The First Two Monasteries at Lumbini in Modern Times 

Dominic Chua, BA student from Singapore

A visit to the Rajkiya Buddhavihara, Lumbini, in January 2023 

As I have been spending quite a bit of time immersed in the history of Lumbini, I thought I would devote this blog post to sharing some of the more interesting details that I’ve learnt about Lumbini’s rediscovery and its subsequent development, including a point of connection between Lumbini and Boudhanath. Please enjoy!  

One of the key points in Lumbini’s rediscovery was the finding of the two pieces of an Ashokan pillar marking the birthplace of Buddha Kanakamuni near the village of Niglihawa in 1895. This discovery prompted the British Archaeological Survey to send first Dr Alois Führer and then P C Mukherji to verify the site of the pillar and the whereabouts of other Buddhist sites in the area. A year later, the Lumbini pillar was found by General Khadga Shumsher and its unearthing witnessed by Dr. Fuhrer, and then on their joint basis, Tilaraukot was identified as Kapilvastu. 

The rediscovery of the sites would see pilgrims flow back almost immediately, with Anagarika Dharmapala and the prince of Thailand visiting in 1898-99.  

While most presentations of Lumbini’s history then typically skip forward to U Thant’s visit in 1967, the Indian-Nepali dimension of the story is interesting and bears telling. It was Indian Prime Minister Jawaharlal Nehru’s proposal of a Lumbini Park scheme in 1955 as part of the preparations for the 2,500th Buddha Jayanati which led to King Mahendra’s sponsorship of a Theravada monastery – the Rajakiya Buddhavihara – which thus became the first monastery to be built at Lumbini in modern times! 

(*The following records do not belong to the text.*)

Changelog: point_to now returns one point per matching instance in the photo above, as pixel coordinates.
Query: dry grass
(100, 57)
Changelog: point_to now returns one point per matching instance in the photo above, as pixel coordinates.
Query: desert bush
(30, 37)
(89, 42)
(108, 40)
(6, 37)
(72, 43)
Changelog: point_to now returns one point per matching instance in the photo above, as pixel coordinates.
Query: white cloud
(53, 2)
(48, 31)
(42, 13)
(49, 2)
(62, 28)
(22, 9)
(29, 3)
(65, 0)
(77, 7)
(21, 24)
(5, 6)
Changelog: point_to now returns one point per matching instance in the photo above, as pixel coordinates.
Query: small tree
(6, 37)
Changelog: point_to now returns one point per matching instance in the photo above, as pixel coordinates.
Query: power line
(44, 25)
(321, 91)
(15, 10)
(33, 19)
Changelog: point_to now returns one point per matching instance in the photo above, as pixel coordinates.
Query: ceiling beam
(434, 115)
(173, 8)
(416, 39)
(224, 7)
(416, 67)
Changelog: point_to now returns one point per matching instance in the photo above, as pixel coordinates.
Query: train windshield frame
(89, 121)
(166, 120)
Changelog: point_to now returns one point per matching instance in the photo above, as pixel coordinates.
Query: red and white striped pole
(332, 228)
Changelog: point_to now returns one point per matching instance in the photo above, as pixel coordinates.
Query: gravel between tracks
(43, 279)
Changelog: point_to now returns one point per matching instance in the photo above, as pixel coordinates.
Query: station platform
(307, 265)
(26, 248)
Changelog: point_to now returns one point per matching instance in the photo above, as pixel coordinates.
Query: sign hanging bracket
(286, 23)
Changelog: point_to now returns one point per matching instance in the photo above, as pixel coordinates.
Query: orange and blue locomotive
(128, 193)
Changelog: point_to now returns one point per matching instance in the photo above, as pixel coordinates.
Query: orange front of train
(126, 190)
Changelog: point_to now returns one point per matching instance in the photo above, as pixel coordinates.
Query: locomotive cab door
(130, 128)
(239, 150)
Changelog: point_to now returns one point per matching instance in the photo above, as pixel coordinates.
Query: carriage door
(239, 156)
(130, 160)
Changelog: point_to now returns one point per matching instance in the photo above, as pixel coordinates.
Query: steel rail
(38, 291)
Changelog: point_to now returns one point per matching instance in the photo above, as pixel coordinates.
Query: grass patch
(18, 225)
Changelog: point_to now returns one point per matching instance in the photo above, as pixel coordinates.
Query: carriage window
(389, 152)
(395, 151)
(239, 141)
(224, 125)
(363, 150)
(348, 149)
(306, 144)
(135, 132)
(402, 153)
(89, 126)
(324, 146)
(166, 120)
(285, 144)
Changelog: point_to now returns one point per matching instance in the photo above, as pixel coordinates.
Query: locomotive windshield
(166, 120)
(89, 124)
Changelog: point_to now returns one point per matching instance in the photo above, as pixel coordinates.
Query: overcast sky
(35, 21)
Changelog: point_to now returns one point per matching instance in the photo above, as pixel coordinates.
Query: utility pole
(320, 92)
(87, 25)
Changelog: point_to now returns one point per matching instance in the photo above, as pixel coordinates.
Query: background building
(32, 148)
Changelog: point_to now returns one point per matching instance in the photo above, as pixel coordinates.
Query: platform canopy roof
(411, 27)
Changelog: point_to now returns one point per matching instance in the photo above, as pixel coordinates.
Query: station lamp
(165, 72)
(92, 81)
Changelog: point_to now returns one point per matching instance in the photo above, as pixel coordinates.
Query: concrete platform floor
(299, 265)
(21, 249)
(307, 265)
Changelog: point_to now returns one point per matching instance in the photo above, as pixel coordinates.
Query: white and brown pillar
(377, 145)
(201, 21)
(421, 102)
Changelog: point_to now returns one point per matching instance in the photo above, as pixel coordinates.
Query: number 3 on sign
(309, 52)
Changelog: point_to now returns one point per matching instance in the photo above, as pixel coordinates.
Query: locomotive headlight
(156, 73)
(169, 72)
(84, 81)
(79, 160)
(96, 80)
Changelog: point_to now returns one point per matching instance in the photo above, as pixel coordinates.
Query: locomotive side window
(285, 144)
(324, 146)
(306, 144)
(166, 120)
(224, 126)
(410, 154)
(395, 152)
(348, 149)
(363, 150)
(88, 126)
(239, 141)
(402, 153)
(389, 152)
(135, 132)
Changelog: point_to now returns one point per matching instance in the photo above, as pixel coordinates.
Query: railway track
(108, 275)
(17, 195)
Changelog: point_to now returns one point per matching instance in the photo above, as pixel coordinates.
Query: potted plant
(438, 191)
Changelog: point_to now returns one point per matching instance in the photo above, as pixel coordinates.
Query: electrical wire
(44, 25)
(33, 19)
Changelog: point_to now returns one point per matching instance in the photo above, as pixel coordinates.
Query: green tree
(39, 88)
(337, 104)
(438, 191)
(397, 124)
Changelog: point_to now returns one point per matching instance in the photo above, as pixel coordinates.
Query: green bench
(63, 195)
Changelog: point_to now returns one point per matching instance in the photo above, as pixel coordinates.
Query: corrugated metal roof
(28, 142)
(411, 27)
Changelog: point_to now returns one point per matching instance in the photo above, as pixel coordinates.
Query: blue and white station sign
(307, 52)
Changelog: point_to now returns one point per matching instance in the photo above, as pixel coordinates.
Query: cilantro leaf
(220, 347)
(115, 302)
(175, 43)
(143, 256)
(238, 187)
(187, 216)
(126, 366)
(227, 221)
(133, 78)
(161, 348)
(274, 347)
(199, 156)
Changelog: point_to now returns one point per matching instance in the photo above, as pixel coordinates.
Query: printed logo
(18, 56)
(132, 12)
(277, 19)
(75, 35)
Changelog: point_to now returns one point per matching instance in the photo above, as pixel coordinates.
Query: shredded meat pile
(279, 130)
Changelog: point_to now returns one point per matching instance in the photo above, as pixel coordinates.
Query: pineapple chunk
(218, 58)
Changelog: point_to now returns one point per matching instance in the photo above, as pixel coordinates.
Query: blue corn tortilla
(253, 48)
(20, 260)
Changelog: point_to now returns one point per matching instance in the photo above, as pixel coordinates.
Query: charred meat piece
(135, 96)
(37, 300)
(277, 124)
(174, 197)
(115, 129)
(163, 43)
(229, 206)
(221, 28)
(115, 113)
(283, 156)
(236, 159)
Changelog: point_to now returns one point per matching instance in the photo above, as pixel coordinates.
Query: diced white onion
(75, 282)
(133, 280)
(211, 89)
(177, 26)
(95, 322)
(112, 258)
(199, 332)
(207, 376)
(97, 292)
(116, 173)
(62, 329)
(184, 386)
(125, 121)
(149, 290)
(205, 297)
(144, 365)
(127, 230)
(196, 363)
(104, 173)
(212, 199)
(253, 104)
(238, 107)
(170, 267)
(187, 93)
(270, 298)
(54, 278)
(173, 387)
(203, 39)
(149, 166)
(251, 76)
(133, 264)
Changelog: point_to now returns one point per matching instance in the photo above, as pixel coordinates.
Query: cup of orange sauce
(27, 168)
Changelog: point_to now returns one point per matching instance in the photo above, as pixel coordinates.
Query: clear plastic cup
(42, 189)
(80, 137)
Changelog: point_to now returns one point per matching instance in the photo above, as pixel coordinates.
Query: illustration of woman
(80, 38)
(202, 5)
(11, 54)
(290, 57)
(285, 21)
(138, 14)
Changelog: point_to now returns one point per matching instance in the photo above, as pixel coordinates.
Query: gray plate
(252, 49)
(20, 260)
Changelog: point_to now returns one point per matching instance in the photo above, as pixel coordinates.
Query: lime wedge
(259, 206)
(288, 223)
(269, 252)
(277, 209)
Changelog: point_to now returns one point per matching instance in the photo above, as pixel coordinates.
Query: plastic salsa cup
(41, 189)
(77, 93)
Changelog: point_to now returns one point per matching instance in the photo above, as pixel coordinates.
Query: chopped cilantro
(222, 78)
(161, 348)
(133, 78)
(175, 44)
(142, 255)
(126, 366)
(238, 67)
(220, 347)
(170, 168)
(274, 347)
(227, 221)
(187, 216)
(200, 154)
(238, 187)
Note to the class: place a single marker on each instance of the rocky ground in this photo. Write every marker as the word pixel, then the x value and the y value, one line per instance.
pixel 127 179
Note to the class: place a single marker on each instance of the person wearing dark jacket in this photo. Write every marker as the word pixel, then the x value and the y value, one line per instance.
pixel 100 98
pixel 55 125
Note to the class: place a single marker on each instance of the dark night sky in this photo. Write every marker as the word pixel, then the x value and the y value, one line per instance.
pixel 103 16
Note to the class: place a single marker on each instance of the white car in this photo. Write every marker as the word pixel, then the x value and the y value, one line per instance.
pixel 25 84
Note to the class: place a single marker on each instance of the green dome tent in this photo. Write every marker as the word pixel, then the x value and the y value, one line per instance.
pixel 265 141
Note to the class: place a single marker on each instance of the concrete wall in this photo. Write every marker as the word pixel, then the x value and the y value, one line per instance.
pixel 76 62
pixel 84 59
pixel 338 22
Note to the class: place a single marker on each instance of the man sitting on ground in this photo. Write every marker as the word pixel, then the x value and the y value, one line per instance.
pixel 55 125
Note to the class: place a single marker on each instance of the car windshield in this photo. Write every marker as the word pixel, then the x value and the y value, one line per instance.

Newar Buddhists, particularly converts to Theravada, were then very much involved in making Lumbini flourish again as a pilgrimage site. One of the last Newar traders to visit Lhasa, Das Ratna Tuladhar (1891-1977) was ordained as Bhikkhu Dhammalok in 1933, and in his 40s and 50s devoted himself to developing Lumbini and Kapilavastu. 

His son Bhikkhu Aniruddha (1915-2003) would inherit his deep devotion to improving Lumbini. Having studied in Sri Lanka and Myanmar, Bhikkhu Aniruddha was able to speak directly with U Thant in Burmese about the need to develop the still much-neglected sacred birthplace. Their conversation, continued through a series of letters available in the UN archives, contributed to the eventual drawing up of the Lumbini Development Masterplan and the establishment of the Lumbini Development Trust. Aniruddha would become the main resident monk in the government-built temple in Lumbini in the 1970s and 1980s. 

Bhikkhu Aniruddha (L) at the Rajkiya Vihara, Lumbini 

Chogye Trichen Rinpoche (1919-2007) is also very noteworthy – he was the first lama to build a Tibetan Buddhist temple in Lumbini (it has the rather unwieldy name of ‘Dharma Swami Maharaja Buddhavihara’).  Chogye Rinpoche was the head of the Tsharpa sub-lineage in the Sakyapa tradition and was regarded as a ‘master of masters’ as many Tibetan Buddhist lineage holders were his disciples, including His Holiness the Sakya Trizin.  

Text BoxCoincidentally, he was also the maternal uncle of the Raja of Mustang, and dreamt of building a temple in Lumbini with the support of his relatives. In 1968, in response to a series of official petitions made by Mustang Raja Jigme Palbar, Chogye Rinpoche received from King Mahendra a grant of ten kata of land within the holy site of Lumbini.  He thus became the only lama to be deeded by royal grant a building plot at Lumbini. 

Front view of the Dharma Swami Maharaja Buddhavihara at Lumbini 

According to his student, the historian David Jackson, Chogye Rinpoche wrote that he had decided to find the temple out of a deep devotion toward and faith in Shakyamuni Buddha and his birthplace, Lumbini. He thus dreamt of building a temple in Lumbini as it would become a holy shrine for the accumulation of merit by both Nepalese as well as people from many parts of the world. 

After the consecration of the monastery in 1975, Chogye Trichen Rinpoche would go on to establish the Jamchen Lhakang Monastery at Boudhanath – it’s the one very near Himalayan Java, whose central shrine is dominated by a gigantic statue of a seated Maitreya.   

All three monasteries – both the Rajakiya Buddhavihara and the Dharma Swami Maharaja Buddhaviharaat Lumbini, as well as the Jamchen Lhakhang at Boudha – are very special places pervaded with a deep sense of tranquility, and I would urge you to spend some time at these places if you get the precious chance!